Figure 2: In the absence of the hard, smooth surface, the sounds waves move upwards past the robot, which does not perceive the sound.
*Image courtesy of the author*

Introduce the reflective surface: place a smooth, hard surface above the sound output at an angle directed toward the sound-detection system. The teacher should encourage students to place the object at different angles (toward the robot) each time, until the sound becomes perceptible and the robot reacts.

Figure 3: The smooth, hard surface is positioned to reflect the sound down to the robot.
*Image courtesy of the author*

Observation: with the reflective surface in place, the sound waves change direction, travelling toward the detection system, which registers the sound and responds accordingly.
Encourage the students to reflect on and discuss the results. The guiding questions given below can be used.

Discussion

Guiding questions:

If we modify the placement angle of the object by increasing it significantly, what will happen?
If we modify the placement angle of the object by decreasing it significantly, what will happen?
Can you show with your finger the path the sound follows after it exits the speaker?
If we modify the placement angle of the object by increasing it significantly, what will happen?
If we modify the placement angle of the object by decreasing it significantly, what will happen?
Can you show with your finger the path the sound follows after it exits the speaker?

Without the reflective surface, the sound waves propagate upward and do not reach the detection system. When the reflective surface is introduced, sound waves reflect from the surface and are redirected toward the detection system, allowing it to register the sound. This demonstrates that rigid, smooth surfaces reflect sound waves, changing their direction of propagation.

Optional extensions

As an optional extension, the sound source can be placed horizontally on a hard surface, oriented towards a reflective surface, such as a smooth wall or a mirror, so that the students can investigate the path the sound waves take.

With the help of a protractor, students can record the angle of incidence of the sound wave – the angle at which the wave strikes the reflective surface.
Then, they measure the angle of reflection – the angle at which the sound wave bounces off the surface.
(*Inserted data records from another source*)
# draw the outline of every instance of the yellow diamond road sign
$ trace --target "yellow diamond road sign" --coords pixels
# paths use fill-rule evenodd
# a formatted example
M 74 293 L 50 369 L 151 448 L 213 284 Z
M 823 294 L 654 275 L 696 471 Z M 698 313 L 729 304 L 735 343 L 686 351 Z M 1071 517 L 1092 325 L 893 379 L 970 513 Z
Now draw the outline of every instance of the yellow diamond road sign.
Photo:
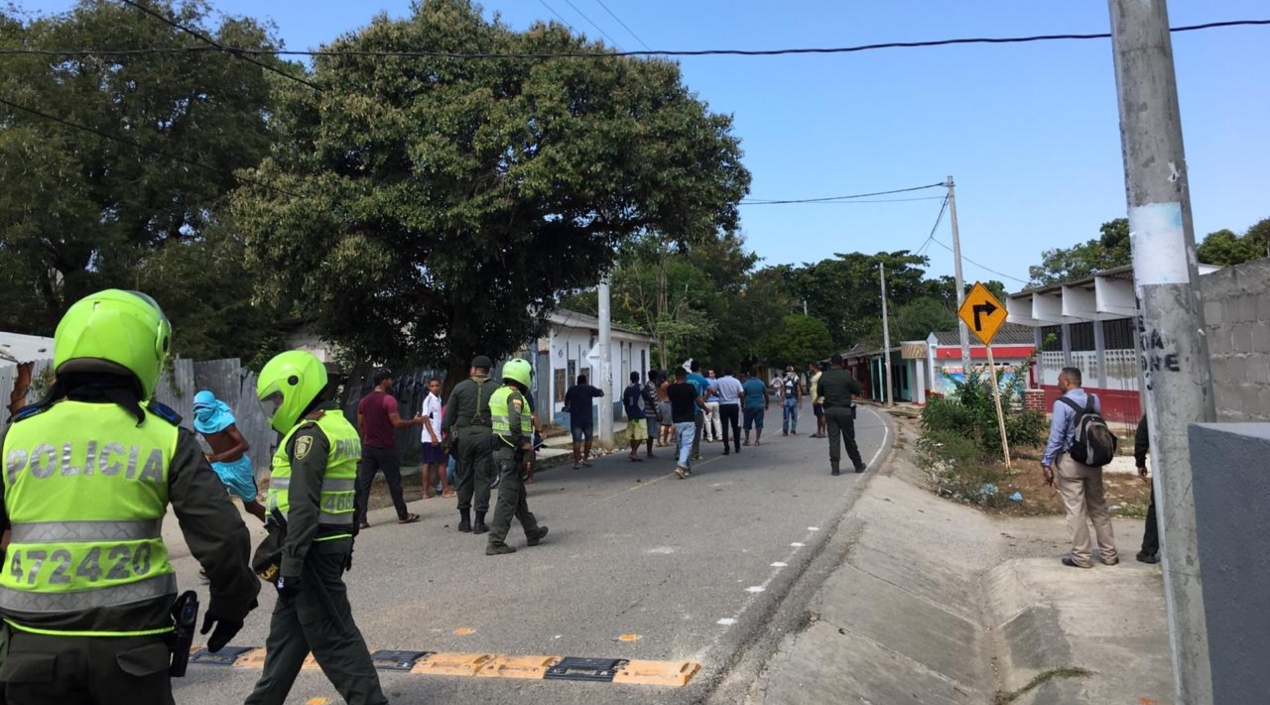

Students will observe that the angle of incidence is equal to the angle of reflection. This is a fundamental law of reflection, which applies not only to light but also to sound.

Through experimentation, students can also observe that, if the direction of the sound wave is reversed, it follows the same path backward. This principle is known as the principle of reversibility of sound waves.

In addition, we could use this setup with a horizontal speaker to demonstrate diffraction. We could place the source (tube portable speaker) horizontally on a desk. A narrow gap (between two hardback books) would allow sound waves to diffract around the books, allowing the sound to be detected by a robot placed offset on the other side, so that it is not directly in line with the gap. Learners can investigate diffraction with different widths of gap and draw conclusions from their observation.

Activity 2: Absorption of sound

Through this activity, students should understand that soft, porous materials absorb sound. Specifically, in this experiment, a sponge is used to absorb the sound waves produced by the portable speaker. This activity takes approximately 10 minutes (if the setup has already been assembled and tried in Activity 1).